Johnston’s judicial and legal experience provided the foundation for his subsequent national service. A member of the Democratic Party, he was elected as a Democrat to the Fifty-sixth Congress, representing West Virginia in the United States House of Representatives from March 4, 1899, to March 3, 1901. During his single term in Congress he participated in the legislative process at a time of significant national change, as the United States grappled with the aftermath of the Spanish-American War, questions of territorial expansion, and the economic and social issues of the turn of the twentieth century. As a Democratic representative from West Virginia, he took part in the democratic process and represented the interests of his constituents in this evolving national context. His candidacy for re-election in 1900 was unsuccessful, and his congressional service concluded at the end of the Fifty-sixth Congress.

After leaving Congress, Johnston returned to his legal and literary pursuits. In 1906 he published “A History of Middle New River Settlements and Contiguous Territory,” a substantial historical work that documented the settlement, development, and notable families of the region straddling southwestern West Virginia and southwestern Virginia. This volume, together with his later Civil War memoir, reflected both his deep attachment to the area where he had been born and practiced law and his desire to preserve its history for future generations.
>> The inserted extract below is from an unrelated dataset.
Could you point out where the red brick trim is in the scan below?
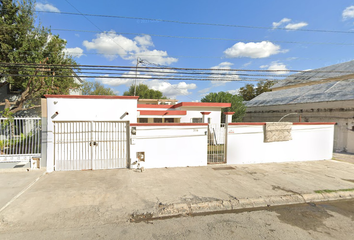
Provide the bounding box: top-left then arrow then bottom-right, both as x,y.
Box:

In 1908 Johnston moved to Portland, Oregon, where he resumed the practice of law on the Pacific Coast. He continued his professional work there during his later years, maintaining his engagement with the legal profession far from the Appalachian communities where he had first established his career. He died at his home in Portland on July 7, 1917. Johnston was buried in Mount Scott Park Cemetery, now known as Lincoln Memorial Park Cemetery, in Portland, closing a life that had carried him from the Confederate ranks in Virginia through judicial and congressional service in West Virginia to a final legal career in the Pacific Northwest.